Historic building in downtown Little Rock new site for firm; $2.9M redo planned

Architects to call 1947 store home

Polk Stanley Wilcox Architects is renovating the Winchester Auto Store at Eighth and Spring streets in downtown Little Rock and plans to move into the building, which was recently added to the National Register of Historic Places.
Polk Stanley Wilcox Architects is renovating the Winchester Auto Store at Eighth and Spring streets in downtown Little Rock and plans to move into the building, which was recently added to the National Register of Historic Places.

Polk Stanley Wilcox Architects is behind a $2.9 million project to renovate an empty 72-year-old building in downtown Little Rock.

The firm not only is designing the renovation of the old Winchester Auto Store at the southeast corner of Eighth and Spring streets, it's going to be the firm's new home.

"We wanted to find a space more reflective of the work we do as architects, not a spec office building but something we develop and invest in," said Wesley Walls, a principal in the firm and leading the design process.

Rehabilitating the building as its new primary headquarters will also provide new ways for the firm's employees to interact while at the same time investing in the heart of the state's capital city, he said.

Since a merger 10 years ago between Wilcox Group Architects and Polk Stanley Wilcox Rowland Curzon Porter Architects, the firm has been based in a leased office building on Cottondale Lane in the Riverdale area west of downtown. The firm also has an office in Fayetteville.

The merger came in the midst of a economic downturn, so it was a decision based on expediency, Walls said.

But about five years ago, the firm began looking for a new home with a focus on the urban core of Little Rock and North Little Rock. Among the potential sites was what now is called the East Village, a site that Walls said the firm couldn't make work.

A competitor twice its size, Cromwell Architects Engineers, wound up moving its headquarters to East Village.

"It's really hard to find something that's the right price, that has character, that is the right size," said Walls, whose firm has about 50 employees, including 35 in Little Rock. "There are a lot of cool buildings that are just too big a scale for just us to occupy."

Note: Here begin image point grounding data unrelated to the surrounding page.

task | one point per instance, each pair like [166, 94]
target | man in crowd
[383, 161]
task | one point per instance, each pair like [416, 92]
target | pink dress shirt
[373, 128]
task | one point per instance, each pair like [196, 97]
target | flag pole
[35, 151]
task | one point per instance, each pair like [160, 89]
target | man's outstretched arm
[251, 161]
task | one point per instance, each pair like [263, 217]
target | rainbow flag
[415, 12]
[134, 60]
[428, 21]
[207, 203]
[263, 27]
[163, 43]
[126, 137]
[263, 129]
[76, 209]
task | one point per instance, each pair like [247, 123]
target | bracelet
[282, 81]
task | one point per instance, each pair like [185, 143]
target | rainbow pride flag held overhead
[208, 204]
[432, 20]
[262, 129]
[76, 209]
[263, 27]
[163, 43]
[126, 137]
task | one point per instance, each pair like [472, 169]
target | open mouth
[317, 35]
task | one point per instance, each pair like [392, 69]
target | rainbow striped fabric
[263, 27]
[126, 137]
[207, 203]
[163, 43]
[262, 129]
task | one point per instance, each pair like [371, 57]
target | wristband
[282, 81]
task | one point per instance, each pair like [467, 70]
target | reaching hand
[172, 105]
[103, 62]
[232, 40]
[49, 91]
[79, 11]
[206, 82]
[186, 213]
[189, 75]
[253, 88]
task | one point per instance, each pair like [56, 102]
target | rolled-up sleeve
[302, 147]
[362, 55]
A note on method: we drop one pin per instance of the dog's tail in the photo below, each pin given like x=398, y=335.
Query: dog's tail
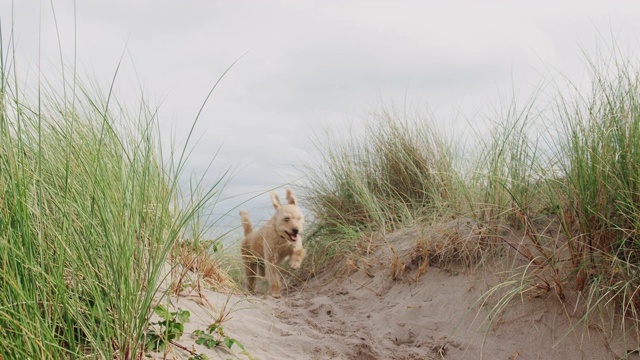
x=246, y=223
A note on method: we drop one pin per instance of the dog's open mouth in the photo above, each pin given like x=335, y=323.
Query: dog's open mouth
x=292, y=237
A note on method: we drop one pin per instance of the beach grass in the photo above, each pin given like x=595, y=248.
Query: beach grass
x=90, y=209
x=571, y=165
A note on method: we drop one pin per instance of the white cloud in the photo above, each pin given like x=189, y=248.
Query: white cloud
x=309, y=62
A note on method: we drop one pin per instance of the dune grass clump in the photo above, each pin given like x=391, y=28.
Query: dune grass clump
x=600, y=186
x=556, y=184
x=396, y=171
x=88, y=216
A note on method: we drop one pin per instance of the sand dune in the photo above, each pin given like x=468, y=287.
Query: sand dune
x=363, y=313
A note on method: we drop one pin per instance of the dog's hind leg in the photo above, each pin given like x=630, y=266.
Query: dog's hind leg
x=251, y=272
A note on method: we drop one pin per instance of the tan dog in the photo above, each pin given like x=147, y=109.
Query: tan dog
x=271, y=244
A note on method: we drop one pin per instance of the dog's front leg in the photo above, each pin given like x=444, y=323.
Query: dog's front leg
x=273, y=277
x=296, y=258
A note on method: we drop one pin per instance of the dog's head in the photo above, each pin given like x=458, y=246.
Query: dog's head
x=288, y=217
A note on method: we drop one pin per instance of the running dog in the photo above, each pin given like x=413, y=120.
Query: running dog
x=265, y=248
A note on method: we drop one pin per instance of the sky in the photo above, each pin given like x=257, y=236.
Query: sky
x=307, y=65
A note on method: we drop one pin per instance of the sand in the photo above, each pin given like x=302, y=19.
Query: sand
x=357, y=310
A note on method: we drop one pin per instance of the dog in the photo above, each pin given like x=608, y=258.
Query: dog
x=265, y=248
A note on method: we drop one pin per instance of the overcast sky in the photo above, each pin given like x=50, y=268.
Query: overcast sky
x=309, y=63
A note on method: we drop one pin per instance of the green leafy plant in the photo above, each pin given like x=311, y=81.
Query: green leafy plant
x=170, y=328
x=214, y=337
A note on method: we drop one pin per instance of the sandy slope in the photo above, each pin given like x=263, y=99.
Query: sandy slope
x=365, y=314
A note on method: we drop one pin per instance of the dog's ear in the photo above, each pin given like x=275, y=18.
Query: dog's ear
x=275, y=200
x=290, y=198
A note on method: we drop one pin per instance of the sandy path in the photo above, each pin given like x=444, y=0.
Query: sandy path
x=368, y=315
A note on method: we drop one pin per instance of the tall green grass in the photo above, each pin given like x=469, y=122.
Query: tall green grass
x=89, y=211
x=397, y=170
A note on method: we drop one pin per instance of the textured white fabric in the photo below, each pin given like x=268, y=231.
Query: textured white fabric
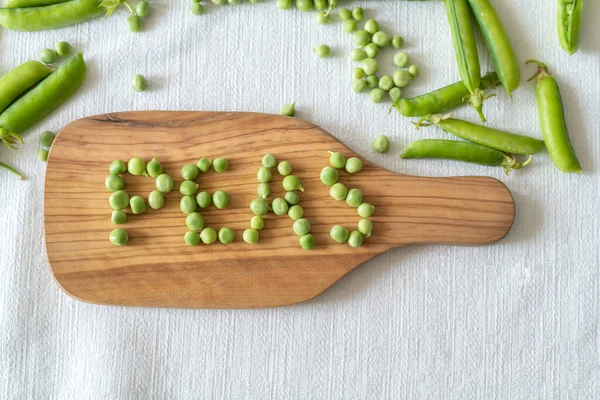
x=514, y=320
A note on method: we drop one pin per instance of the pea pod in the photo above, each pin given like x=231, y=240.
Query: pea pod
x=30, y=3
x=19, y=80
x=49, y=17
x=461, y=151
x=443, y=99
x=45, y=97
x=552, y=120
x=498, y=44
x=465, y=48
x=569, y=24
x=494, y=138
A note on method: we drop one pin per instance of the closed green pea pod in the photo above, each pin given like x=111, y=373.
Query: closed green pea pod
x=45, y=97
x=569, y=24
x=552, y=120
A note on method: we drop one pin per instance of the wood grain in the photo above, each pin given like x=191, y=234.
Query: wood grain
x=157, y=269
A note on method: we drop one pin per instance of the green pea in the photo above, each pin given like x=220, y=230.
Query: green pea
x=47, y=138
x=164, y=183
x=114, y=183
x=338, y=191
x=264, y=175
x=208, y=236
x=259, y=206
x=357, y=55
x=118, y=217
x=295, y=212
x=192, y=238
x=204, y=199
x=156, y=200
x=137, y=205
x=345, y=14
x=377, y=95
x=269, y=161
x=381, y=144
x=365, y=227
x=48, y=56
x=371, y=26
x=284, y=168
x=220, y=164
x=337, y=160
x=397, y=41
x=349, y=26
x=251, y=236
x=143, y=9
x=386, y=83
x=292, y=183
x=322, y=51
x=401, y=59
x=354, y=198
x=63, y=49
x=395, y=94
x=339, y=234
x=136, y=166
x=204, y=164
x=307, y=242
x=413, y=70
x=329, y=176
x=301, y=227
x=381, y=39
x=359, y=86
x=279, y=206
x=221, y=199
x=355, y=239
x=371, y=50
x=117, y=167
x=119, y=237
x=401, y=78
x=370, y=66
x=372, y=81
x=119, y=200
x=362, y=38
x=357, y=14
x=263, y=190
x=139, y=83
x=188, y=204
x=366, y=210
x=289, y=110
x=226, y=235
x=353, y=165
x=135, y=23
x=257, y=223
x=284, y=4
x=194, y=221
x=197, y=8
x=292, y=198
x=358, y=73
x=154, y=168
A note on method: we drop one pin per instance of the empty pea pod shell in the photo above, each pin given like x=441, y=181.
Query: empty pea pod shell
x=49, y=17
x=569, y=24
x=20, y=79
x=45, y=97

The search grew more deliberate two years ago and was narrowed to two potential sites within blocks of each other. The firm unanimously selected the Winchester Auto Store, said Ashley Kerksieck, the firm's marketing director.

Work on the building is starting just after it was named to the National Register of Historic Places as a "rare surviving example of an Arte Moderne commercial building in Little Rock ... and would have been in keeping with the streamline styles of automobiles at the time,' according to its nomination letter.

"Built in 1947, it retains most of its original features that are reflective of the state," the nomination letter said. "These features include low, horizontal lines and curved elements, and the use of decorative curved canopies, glass blocks, precast concrete, reinforced concrete and steel trusses."

The building was built by Dennis and Maude Winchester, marking "the success of their Pre-WWII business in the auto parts and repair service and the post-war burgeoning of the automobile industry, nationally and locally," the letter said.

Gabe Holmstrom, who heads the Downtown Little Rock Partnership, said the move of the 42-year-old architectural firm will add energy to that area of downtown.

"Creative companies like that have shown the ability to transform these long-vacant spaces into some really cool buildings and centers of activity," he said.

Holmstrom pointed to CJRW -- the web design, marketing, advertising and public relations firm -- which relocated to space at Third and Main streets, as well as Cromwell in East Village.

"There's certainly a blueprint for this type of move, and I'm certainly excited to see them come downtown," he said.

The Winchester Auto Store later was renamed Quality Auto Parts and operated until about 1978 when the auto parts business was sold. It has remained vacant for much of the intervening years. According to the nomination letter, it was used for a time by the Arkansas Opera Theater for storage and possibly as a place to rehearse in the 1980s.

It remained in the Winchester family until 2016.

Little has changed since it was built in 1947, Walls said.

"It's almost like it is frozen in time," he said. "I don't think we'll find any surprises."

Inside the building is a large open space with a mezzanine and garage area, the latter of which will be transformed into a meeting and social event area that the firm has dubbed "The Garage."

When completed by this fall, the building will have eight offices, four meeting rooms and work stations for about 30 people.

Much of the original building elements will be preserved, in part because the building's placement on the national register requires it, but also because the elements work well for the firm's work.

"The curved corner, the steel-framed windows and the mezzanine just was really interesting," Kerksieck said. "It was open already. You could see how it worked together."

The move reflects not only the building's character and potential, but the character and potential of downtown Little Rock, Walls said.

"This is much less about an investment in a building than it is in our people, our culture, and our mission to help transform the places where we live, work, worship and play," Walls said. "We're excited about the future of Little Rock and are proud to be part of the continuing transformation of our city's urban core."